あっという間にバルトはシグルドに捕まり、壁に叩き付けられた。

「よ……こ……せ………。」

どすんどすんと壁に何度も叩き付けられる。身体から力が抜け、意識が朦朧としてきた。



騒ぎを聞いたフェイとシタンが駆けつけてきた。シタンはポケットから予備のドライブを取り出すと、素早くシグルドに打った。
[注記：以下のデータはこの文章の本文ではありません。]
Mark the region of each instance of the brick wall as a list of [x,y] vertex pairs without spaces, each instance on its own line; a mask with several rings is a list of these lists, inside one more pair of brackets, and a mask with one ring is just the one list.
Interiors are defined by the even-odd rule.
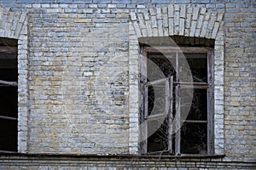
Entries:
[[226,161],[255,161],[255,9],[249,0],[1,0],[8,13],[28,17],[27,37],[20,37],[28,39],[28,54],[22,52],[19,86],[28,91],[20,96],[19,118],[27,122],[19,122],[20,152],[136,153],[130,14],[174,3],[224,14],[224,98],[216,100],[224,107],[220,145]]

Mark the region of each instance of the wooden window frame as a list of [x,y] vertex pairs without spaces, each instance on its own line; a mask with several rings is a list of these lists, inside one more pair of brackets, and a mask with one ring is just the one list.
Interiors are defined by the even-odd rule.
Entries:
[[[3,49],[3,48],[2,48]],[[17,55],[16,51],[17,51],[17,48],[10,48],[11,50],[9,51],[3,51],[3,50],[0,50],[0,53],[7,53],[7,54],[15,54]],[[17,58],[16,59],[11,59],[10,60],[14,60],[17,65]],[[17,81],[18,81],[18,75],[17,75]],[[5,87],[12,87],[12,88],[18,88],[18,82],[10,82],[10,81],[5,81],[5,80],[0,80],[0,88],[5,88]],[[18,93],[18,89],[17,89],[17,93]],[[17,99],[17,102],[18,102],[18,99]],[[18,110],[18,108],[17,108]],[[18,125],[18,113],[16,115],[16,117],[15,116],[7,116],[4,115],[0,115],[0,119],[3,121],[14,121],[16,122],[16,124]],[[16,128],[16,133],[18,135],[18,127],[15,127]],[[18,138],[18,137],[17,137]],[[0,153],[16,153],[18,151],[18,140],[15,141],[16,146],[15,148],[13,148],[13,150],[0,150]]]
[[[178,120],[180,121],[183,121],[183,122],[206,122],[207,123],[207,156],[212,156],[214,155],[214,122],[213,122],[213,119],[214,119],[214,110],[213,110],[213,104],[214,104],[214,95],[213,95],[213,60],[212,60],[212,54],[213,54],[213,49],[212,48],[201,48],[201,47],[182,47],[182,48],[166,48],[166,47],[154,47],[150,48],[150,47],[142,47],[141,48],[141,54],[143,54],[143,58],[141,60],[141,72],[143,76],[143,77],[141,77],[140,80],[140,87],[141,89],[143,89],[145,87],[145,84],[150,84],[152,82],[147,82],[147,78],[145,79],[145,76],[147,76],[147,61],[146,59],[148,59],[148,54],[174,54],[176,53],[176,68],[178,68],[178,54],[179,53],[183,53],[183,54],[207,54],[207,82],[193,82],[193,83],[189,83],[189,82],[173,82],[173,76],[171,77],[166,77],[166,81],[169,80],[169,83],[166,83],[168,84],[168,88],[169,90],[172,92],[170,93],[171,96],[173,96],[172,94],[172,87],[174,84],[177,85],[177,88],[175,88],[175,109],[177,111],[177,116],[179,116],[179,110],[178,110],[178,103],[180,101],[180,96],[179,96],[179,90],[183,88],[192,88],[194,89],[197,89],[197,88],[201,88],[201,89],[207,89],[207,121],[191,121],[191,120],[180,120],[180,117],[178,117]],[[176,77],[178,78],[178,71],[176,72]],[[157,81],[154,81],[157,82]],[[145,83],[146,82],[146,83]],[[166,85],[167,86],[167,85]],[[142,90],[143,91],[143,90]],[[145,97],[145,94],[147,94],[147,89],[145,91],[143,92],[143,95],[141,96],[141,102],[142,102],[142,108],[141,108],[141,122],[143,122],[143,116],[145,116],[145,115],[143,115],[145,113],[145,105],[148,105],[148,101],[145,100],[146,97]],[[171,98],[171,99],[169,99],[170,101],[172,101],[172,97]],[[178,101],[178,102],[177,102]],[[172,106],[172,102],[171,102],[170,104],[170,107]],[[168,111],[168,122],[171,122],[171,121],[172,120],[172,113],[170,110]],[[147,111],[146,111],[147,112]],[[143,121],[142,121],[143,120]],[[177,123],[179,123],[180,122],[177,122]],[[147,124],[147,123],[146,123]],[[175,125],[175,126],[179,126],[179,125]],[[181,154],[180,152],[180,144],[181,144],[181,128],[178,129],[177,131],[177,133],[175,133],[175,150],[174,152],[172,152],[172,134],[169,133],[170,131],[172,131],[172,126],[168,126],[168,136],[166,137],[168,139],[168,152],[172,155],[175,155],[175,156],[199,156],[201,154]],[[143,129],[146,129],[143,128]],[[145,132],[145,131],[144,131]],[[144,135],[144,132],[141,132],[141,134],[143,136],[143,139],[145,139]],[[157,154],[157,152],[155,153],[148,153],[147,151],[147,140],[145,139],[142,142],[141,144],[141,154],[143,155],[154,155]]]

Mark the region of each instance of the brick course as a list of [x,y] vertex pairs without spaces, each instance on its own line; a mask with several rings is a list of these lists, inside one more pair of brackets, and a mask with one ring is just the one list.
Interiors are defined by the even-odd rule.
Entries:
[[20,152],[137,153],[137,38],[184,35],[216,39],[216,153],[255,161],[253,1],[0,4],[0,36],[19,40]]

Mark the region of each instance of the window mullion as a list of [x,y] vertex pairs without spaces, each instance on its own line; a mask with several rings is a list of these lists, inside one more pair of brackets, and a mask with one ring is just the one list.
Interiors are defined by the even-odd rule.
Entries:
[[172,153],[172,122],[173,122],[173,113],[172,113],[172,100],[173,100],[173,94],[172,94],[172,90],[173,90],[173,76],[172,76],[169,79],[169,108],[168,108],[168,150],[170,153]]
[[180,155],[180,86],[177,86],[175,89],[175,152],[176,155]]

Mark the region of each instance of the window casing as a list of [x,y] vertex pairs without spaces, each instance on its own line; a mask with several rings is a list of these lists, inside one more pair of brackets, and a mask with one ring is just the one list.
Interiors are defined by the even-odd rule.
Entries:
[[[160,51],[149,47],[142,48],[141,153],[212,155],[212,49],[181,48],[181,50],[176,50],[162,48]],[[189,65],[193,82],[179,78],[183,76],[180,70],[183,69],[184,58],[181,55],[184,55]],[[148,64],[150,62],[158,69],[153,69],[152,64]],[[164,76],[158,77],[156,72],[160,71]],[[150,76],[152,74],[154,76]],[[189,111],[187,116],[183,116],[180,113],[189,107],[186,105],[186,96],[191,94],[191,106],[189,105],[190,108],[187,109]]]
[[0,152],[17,151],[17,40],[0,39]]

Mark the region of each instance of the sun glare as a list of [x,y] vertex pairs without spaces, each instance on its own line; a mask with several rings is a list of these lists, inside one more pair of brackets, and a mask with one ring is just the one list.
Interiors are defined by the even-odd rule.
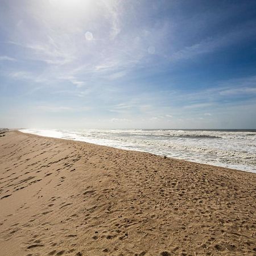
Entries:
[[[86,1],[82,1],[87,2]],[[49,0],[49,2],[53,7],[76,7],[82,3],[81,0]]]

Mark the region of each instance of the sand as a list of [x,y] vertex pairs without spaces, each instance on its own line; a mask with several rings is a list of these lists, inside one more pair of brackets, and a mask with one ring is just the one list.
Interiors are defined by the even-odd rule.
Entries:
[[255,174],[1,135],[1,255],[256,255]]

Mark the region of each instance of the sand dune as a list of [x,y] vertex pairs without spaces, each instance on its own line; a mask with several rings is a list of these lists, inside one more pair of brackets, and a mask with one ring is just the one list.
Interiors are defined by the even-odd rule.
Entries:
[[254,174],[3,133],[1,255],[256,255]]

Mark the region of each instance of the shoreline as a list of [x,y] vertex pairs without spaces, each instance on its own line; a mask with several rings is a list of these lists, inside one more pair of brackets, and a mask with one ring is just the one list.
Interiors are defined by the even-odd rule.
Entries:
[[18,131],[0,149],[0,255],[256,253],[254,173]]
[[[184,129],[184,130],[186,130],[186,129]],[[187,130],[193,130],[193,129],[187,129]],[[226,129],[226,130],[229,130],[230,129]],[[39,136],[39,137],[49,138],[55,138],[55,139],[64,139],[64,140],[67,140],[67,141],[75,141],[75,142],[84,142],[84,143],[85,143],[93,144],[94,144],[94,145],[104,146],[104,147],[109,147],[113,148],[117,148],[117,149],[119,149],[121,150],[126,150],[126,151],[128,151],[141,152],[143,152],[143,153],[151,154],[152,155],[156,155],[156,156],[160,156],[160,157],[161,156],[162,157],[166,156],[165,156],[163,154],[163,155],[156,154],[154,154],[153,152],[148,152],[148,151],[141,151],[141,150],[134,150],[134,149],[123,148],[121,148],[121,147],[114,147],[114,146],[106,146],[106,145],[104,145],[104,144],[97,144],[97,143],[91,143],[91,142],[88,142],[84,141],[71,139],[65,138],[56,138],[56,137],[48,137],[48,136],[45,136],[45,135],[41,135],[35,134],[33,134],[33,133],[24,133],[24,132],[23,132],[22,131],[20,131],[19,130],[15,130],[18,131],[18,132],[19,132],[19,133],[24,133],[24,134],[31,134],[31,135],[35,135],[35,136]],[[199,129],[199,130],[201,130]],[[200,154],[200,152],[199,152],[199,154]],[[232,167],[228,167],[223,166],[223,165],[224,164],[220,164],[219,165],[213,165],[213,164],[211,164],[210,163],[205,163],[200,162],[190,161],[190,160],[185,160],[185,159],[182,159],[182,158],[174,158],[174,157],[173,158],[173,157],[171,157],[171,156],[166,156],[166,157],[168,158],[171,159],[181,160],[181,161],[185,161],[185,162],[189,162],[189,163],[195,163],[195,164],[206,164],[206,165],[210,166],[212,166],[212,167],[221,167],[221,168],[225,168],[225,169],[233,170],[243,171],[243,172],[250,172],[250,173],[253,173],[253,174],[256,174],[256,172],[255,172],[255,171],[253,169],[250,170],[241,170],[241,169],[236,169],[236,168],[232,168]]]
シグルドは幸せそうな表情を浮かべ、そのまま壁に寄りかかるように座った。



「バルト、しっかりしろ。」
フェイに呼びかけられて、バルトがヨロヨロと起き上がった。こめかみから血が流れている。

シタンがため息を一つ。

「貴方の傷の具合を見なければいけませんね。ちょっと来て下さい。」
「でもシグが。」
「しばらくは大人しくしていますよ。とにかく、貴方は頭を打っているんですから、検査をしてみないと。」
バルトは連れて行かれた。

シグルドは動かない。幸せそうな表情を浮かべたまま―――。



シタンがバルトの頭に包帯を巻く。
「若くん。これで分かったでしょう。今のシグルドは普通ではないんです。次は気を付けて下さい。」
バルトは力なく頷いた。

「先生……あのドライブはいったい何だ?」
「鎮静剤の要素が強い物です。あまり利口な方法ではありませんがね、ドライブ投与を中止したときの反動に多分耐えられないと思われたので。下手をすれば、本当に狂ってしまいますしね。」
バルトは返す言葉を見つけられなかった。

「徐々に投与するドライブを弱い物に変えていく予定です。あまり急いではいけませんよ。若くん。」



「シグ……」
昼間の騒ぎが嘘のようだ。昨日との違いは、バルトの頭に巻かれている包帯だけ。それだけが、今日のことが夢ではなく現実に起きたことであると物語っていた。